This and the following two drawings depict the Battle of Lowestoft, the first conflict in the Second Anglo-Dutch war.  The Dutch fleet, under the command of Jacob, Baron van Wassenaar van Obdam, instigated the combat, seeking out the English fleet.  They encountered it off the Suffolk coast on 1/11 June 1665, but because of bad weather van Wassenaar van Obdam waited to attack until the morning of 3/13 June. 

These drawings show three different phases of the battle: ten in the morning, one to three, and three in the afternoon, respectively.  In the present work, we see the beginning of the battle, with the English in the foreground and the Dutch aligned behind.  The English squadrons are spreading out: in the middle-ground left is Admiral Prince Rupert (Prins), leader of the White Squadron, right of center the Duke of York (de ducke) and slightly ahead of him to the right the Earl of Sandwich (zantwits) commander of the Blue Squadron. 

The Dutch fleet lies beyond a narrow gap of water clouded by the smoke from the firing guns.  The commander (Obdam) is halfway toward the right edge, his ship, the Eendracht, partly obscured by the gun smoke.  Ranged to his left are Vice Admiral Schram (schram), commander of the Seventh Squadron, and the other squadron leaders.  Off toward the horizon at the right Van de Velde has remarked on the ships sailing off heenige duijtse schepen seer scadeloos ende wandevoirige (away over there German ships completely undamaged and in dereliction of their duty).

These drawings differ from the only other battle scene in the present group of drawings, the monumental Battle of Solebay (lot 13), not only in the tremendous difference in scale, but also in their function.  They were not eye-witness accounts, but later transcriptions of the battle, probably made around 1674 when Van de Velde was already in England.  According to Robinson they were intended as tapestry designs commissioned by Charles II.  That would explain the extreme finish of the works as well as the fact they show the battle from a bird’s eye view – the better to identify all the various combatants. 

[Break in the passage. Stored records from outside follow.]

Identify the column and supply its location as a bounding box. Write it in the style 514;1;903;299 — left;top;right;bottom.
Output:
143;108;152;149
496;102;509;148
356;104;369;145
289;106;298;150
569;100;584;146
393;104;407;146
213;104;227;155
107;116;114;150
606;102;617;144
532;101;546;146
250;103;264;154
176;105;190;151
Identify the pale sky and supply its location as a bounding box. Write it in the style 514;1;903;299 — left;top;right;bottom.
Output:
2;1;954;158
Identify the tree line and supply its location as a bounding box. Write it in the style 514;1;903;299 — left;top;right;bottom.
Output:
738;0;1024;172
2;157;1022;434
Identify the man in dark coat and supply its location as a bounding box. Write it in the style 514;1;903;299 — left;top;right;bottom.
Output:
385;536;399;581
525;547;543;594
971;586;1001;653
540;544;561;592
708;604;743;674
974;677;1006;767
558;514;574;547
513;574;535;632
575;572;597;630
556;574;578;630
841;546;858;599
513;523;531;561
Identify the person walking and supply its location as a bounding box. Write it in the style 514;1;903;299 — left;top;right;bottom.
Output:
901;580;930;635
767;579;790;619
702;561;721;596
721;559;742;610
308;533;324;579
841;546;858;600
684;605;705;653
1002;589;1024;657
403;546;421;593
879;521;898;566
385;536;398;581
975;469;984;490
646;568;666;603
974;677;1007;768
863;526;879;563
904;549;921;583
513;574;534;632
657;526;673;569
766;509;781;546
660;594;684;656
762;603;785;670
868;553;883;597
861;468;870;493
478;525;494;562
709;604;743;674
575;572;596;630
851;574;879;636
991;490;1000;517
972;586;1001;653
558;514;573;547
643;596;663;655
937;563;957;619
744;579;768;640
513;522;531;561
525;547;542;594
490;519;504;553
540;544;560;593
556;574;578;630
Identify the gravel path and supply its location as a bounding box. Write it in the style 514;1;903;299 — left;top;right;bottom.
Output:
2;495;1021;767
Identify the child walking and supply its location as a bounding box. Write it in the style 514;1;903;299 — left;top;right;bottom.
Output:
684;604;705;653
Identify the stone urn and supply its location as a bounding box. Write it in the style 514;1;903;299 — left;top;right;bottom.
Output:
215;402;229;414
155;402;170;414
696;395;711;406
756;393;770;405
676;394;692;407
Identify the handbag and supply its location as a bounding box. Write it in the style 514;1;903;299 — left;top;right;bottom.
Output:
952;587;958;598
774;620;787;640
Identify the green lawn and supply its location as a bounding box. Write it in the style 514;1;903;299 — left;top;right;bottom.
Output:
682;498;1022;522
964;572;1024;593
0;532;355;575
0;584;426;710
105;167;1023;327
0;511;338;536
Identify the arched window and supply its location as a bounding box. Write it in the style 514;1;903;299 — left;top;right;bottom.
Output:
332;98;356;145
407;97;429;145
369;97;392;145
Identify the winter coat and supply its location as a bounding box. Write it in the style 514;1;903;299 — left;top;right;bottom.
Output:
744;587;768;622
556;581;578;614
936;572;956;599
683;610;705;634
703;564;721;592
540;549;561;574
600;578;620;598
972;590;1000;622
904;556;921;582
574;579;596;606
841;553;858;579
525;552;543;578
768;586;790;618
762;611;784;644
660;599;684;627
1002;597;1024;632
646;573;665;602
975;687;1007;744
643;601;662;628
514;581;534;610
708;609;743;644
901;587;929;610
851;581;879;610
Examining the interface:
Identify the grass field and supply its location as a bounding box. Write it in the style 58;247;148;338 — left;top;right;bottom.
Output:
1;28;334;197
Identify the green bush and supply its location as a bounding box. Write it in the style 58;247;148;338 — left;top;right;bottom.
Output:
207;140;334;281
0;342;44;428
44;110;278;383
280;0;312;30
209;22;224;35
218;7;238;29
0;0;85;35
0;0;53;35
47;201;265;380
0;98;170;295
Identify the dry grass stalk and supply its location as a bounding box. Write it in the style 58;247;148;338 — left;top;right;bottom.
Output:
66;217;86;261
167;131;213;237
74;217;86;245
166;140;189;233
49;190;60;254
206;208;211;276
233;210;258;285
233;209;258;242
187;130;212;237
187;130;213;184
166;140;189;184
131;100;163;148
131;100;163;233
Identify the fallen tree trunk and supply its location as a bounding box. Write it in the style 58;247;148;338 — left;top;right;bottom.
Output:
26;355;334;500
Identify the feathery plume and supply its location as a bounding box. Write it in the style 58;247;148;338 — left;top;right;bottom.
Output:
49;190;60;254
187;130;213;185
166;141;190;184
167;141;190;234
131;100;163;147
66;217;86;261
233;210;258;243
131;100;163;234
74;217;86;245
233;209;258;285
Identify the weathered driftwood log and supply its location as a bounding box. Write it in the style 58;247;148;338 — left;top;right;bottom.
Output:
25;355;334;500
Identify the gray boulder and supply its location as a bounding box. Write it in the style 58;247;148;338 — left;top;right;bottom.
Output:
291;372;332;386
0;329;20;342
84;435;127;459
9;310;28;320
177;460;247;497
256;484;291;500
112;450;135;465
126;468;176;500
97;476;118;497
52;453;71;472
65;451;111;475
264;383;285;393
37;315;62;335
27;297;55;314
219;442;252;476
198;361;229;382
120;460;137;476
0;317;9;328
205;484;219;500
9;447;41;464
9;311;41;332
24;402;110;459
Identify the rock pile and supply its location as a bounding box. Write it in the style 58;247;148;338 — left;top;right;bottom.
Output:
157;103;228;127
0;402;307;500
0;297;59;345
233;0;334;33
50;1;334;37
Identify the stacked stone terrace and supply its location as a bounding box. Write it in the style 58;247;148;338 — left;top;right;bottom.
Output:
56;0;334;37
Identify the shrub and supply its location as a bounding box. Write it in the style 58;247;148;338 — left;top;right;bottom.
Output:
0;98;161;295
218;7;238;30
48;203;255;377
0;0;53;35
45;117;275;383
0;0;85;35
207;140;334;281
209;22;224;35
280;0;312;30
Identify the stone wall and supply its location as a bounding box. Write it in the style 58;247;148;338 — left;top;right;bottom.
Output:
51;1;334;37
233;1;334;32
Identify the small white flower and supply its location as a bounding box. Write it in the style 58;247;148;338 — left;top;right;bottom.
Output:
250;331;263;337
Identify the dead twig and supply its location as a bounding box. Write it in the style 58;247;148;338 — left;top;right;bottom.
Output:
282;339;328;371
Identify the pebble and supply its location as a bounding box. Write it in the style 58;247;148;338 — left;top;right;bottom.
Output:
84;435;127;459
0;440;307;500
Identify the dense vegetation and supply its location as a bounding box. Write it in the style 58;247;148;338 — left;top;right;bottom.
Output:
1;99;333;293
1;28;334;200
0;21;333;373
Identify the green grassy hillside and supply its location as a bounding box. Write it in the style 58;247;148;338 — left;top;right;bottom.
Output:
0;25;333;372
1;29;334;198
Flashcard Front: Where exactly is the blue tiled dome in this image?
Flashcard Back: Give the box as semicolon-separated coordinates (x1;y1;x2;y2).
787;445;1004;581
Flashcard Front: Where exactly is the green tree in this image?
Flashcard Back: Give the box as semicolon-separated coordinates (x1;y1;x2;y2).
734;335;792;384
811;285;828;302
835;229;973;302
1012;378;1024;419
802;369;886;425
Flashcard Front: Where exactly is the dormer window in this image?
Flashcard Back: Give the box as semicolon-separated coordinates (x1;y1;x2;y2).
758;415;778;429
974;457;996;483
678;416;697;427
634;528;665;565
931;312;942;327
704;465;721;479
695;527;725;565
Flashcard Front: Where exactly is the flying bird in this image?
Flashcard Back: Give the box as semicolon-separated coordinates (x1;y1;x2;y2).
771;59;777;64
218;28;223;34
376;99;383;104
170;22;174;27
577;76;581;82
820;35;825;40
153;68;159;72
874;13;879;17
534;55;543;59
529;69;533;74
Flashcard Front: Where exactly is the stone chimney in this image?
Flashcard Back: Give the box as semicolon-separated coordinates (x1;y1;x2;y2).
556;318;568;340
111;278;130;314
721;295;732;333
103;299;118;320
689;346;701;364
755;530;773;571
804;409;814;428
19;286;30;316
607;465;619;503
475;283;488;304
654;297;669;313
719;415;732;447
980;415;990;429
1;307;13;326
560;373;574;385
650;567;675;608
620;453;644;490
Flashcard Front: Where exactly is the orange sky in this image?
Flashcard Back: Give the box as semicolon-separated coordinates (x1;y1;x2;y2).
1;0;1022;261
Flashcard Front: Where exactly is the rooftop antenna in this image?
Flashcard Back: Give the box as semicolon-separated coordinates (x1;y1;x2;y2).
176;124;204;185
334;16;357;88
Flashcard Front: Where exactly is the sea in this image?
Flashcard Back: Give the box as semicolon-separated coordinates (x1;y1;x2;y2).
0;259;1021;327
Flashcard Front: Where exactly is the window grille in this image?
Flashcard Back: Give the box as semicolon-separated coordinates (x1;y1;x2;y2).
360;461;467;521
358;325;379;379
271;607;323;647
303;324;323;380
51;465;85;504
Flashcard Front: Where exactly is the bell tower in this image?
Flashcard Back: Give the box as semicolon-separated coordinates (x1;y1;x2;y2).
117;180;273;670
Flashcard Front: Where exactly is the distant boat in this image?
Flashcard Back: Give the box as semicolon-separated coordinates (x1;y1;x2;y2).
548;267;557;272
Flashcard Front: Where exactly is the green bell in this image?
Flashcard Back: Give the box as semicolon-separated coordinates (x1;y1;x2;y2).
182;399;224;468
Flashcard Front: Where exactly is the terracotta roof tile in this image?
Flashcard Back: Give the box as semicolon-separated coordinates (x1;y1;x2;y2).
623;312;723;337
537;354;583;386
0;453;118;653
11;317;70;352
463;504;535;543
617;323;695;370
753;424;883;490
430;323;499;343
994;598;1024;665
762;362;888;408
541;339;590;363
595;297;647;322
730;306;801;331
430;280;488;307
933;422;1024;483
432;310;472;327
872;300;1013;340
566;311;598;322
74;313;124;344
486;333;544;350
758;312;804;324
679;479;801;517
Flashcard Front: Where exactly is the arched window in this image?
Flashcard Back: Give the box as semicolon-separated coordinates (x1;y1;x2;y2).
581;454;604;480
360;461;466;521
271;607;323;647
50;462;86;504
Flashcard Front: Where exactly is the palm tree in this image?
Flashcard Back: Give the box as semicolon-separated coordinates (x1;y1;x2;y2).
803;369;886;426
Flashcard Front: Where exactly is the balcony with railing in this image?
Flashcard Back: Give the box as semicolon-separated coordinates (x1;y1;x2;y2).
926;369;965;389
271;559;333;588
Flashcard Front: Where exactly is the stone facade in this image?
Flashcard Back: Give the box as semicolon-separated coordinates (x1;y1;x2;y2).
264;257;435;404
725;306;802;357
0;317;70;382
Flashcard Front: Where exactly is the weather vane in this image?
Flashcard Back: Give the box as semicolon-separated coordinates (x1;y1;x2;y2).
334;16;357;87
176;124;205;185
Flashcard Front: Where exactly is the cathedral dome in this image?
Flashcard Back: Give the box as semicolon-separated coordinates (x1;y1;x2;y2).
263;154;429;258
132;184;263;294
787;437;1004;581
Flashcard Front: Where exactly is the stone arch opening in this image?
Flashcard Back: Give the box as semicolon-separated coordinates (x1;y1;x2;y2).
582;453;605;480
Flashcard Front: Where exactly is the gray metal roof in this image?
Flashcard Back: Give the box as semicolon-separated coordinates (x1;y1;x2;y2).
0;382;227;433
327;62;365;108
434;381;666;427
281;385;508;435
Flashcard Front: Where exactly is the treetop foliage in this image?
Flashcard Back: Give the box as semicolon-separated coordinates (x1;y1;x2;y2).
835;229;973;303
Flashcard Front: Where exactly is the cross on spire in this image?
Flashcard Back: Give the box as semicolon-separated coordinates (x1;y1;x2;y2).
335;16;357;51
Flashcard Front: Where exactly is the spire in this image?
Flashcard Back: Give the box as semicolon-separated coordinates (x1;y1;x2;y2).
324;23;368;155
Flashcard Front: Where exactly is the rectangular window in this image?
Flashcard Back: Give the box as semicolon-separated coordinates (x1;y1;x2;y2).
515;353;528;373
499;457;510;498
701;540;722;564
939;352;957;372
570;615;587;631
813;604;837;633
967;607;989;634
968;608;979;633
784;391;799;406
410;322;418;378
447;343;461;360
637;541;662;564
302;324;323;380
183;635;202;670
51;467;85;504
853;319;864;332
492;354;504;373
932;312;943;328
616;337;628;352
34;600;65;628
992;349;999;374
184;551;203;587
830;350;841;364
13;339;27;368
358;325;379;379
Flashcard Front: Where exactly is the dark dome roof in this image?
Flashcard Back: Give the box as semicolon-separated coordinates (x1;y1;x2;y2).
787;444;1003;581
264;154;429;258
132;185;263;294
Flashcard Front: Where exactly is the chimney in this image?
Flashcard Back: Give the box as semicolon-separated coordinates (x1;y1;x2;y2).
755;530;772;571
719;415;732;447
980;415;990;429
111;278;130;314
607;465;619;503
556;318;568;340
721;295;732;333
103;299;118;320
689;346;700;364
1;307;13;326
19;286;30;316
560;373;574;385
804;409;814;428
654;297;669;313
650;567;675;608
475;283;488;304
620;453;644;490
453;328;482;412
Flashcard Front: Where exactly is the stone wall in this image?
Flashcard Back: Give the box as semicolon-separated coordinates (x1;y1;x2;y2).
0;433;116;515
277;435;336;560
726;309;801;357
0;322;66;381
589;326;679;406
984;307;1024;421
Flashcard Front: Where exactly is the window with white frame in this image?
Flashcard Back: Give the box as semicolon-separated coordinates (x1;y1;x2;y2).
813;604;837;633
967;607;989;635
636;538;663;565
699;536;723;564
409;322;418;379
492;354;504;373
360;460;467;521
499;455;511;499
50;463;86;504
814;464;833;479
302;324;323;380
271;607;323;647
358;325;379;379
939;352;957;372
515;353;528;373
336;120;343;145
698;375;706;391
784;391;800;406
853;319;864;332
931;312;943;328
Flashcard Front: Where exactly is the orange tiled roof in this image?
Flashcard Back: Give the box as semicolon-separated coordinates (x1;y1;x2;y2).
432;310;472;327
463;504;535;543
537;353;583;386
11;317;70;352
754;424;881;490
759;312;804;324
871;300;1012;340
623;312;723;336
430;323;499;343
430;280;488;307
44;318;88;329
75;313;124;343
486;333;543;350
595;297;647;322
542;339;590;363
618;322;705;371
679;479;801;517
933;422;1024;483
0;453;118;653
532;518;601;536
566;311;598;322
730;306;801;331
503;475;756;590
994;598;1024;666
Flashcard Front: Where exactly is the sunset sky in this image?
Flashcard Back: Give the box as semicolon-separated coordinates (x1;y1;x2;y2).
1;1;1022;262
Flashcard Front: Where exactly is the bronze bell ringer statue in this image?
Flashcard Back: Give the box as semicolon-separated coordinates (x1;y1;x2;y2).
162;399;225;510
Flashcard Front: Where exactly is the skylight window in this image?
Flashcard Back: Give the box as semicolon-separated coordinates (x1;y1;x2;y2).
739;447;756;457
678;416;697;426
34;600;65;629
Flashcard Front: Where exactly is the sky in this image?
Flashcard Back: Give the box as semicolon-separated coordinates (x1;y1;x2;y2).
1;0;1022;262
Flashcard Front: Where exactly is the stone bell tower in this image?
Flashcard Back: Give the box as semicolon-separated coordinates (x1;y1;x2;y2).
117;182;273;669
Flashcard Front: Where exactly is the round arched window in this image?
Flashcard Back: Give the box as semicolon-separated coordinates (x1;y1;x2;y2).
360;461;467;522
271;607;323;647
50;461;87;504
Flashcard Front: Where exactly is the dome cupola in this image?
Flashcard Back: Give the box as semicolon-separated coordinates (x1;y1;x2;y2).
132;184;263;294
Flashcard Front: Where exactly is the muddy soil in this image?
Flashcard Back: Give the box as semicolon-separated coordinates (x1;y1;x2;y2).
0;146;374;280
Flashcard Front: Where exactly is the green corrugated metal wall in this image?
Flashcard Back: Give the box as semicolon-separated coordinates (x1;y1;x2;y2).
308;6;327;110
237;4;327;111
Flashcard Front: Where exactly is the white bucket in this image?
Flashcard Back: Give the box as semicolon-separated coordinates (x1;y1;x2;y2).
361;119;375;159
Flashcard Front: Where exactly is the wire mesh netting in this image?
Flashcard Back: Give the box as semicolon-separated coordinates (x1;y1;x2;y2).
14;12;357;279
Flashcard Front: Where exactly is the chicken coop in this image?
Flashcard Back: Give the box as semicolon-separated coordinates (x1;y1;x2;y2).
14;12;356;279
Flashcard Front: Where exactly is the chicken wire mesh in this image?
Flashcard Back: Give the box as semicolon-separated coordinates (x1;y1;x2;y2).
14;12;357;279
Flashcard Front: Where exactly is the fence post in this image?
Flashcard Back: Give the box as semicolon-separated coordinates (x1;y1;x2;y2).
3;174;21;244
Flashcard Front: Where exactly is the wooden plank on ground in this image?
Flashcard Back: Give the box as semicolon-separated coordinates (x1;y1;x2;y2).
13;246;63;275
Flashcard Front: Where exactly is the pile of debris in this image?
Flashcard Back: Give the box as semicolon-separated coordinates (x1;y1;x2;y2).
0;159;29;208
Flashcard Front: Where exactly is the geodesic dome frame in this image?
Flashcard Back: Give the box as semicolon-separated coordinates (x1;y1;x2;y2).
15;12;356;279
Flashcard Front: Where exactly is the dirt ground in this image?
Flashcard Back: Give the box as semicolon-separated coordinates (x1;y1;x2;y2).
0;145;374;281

Van de Velde's work as a tapestry designer is not well known, but the inscription on the drawing of the Battle of Solebay now in Leiden (see note to lot 13) demonstrates that he did make drawings that were specifically intended for reproduction in this medium. It seems, however, that the only tapestries still known today that have been identified as being based on his designs are the two partial sets of Solebay tapestries at Hampton court, and some four others depicting the same battle (see H.C. Marillier, The Tapestries at Hampton Court Palace, London 1962, frontispiece, and pp. 30-31). 

Another major series of tapestries depicting the Battle of Lowestoft must, however, have been planned - if not, perhaps, ever executed - as in addition to the three fascinating drawings in the present sale, there are a further three sheets at Greenwich, extremely similar to these in size, format and style, which show different moments in the battle (Robinson 1958, nos. 446-8).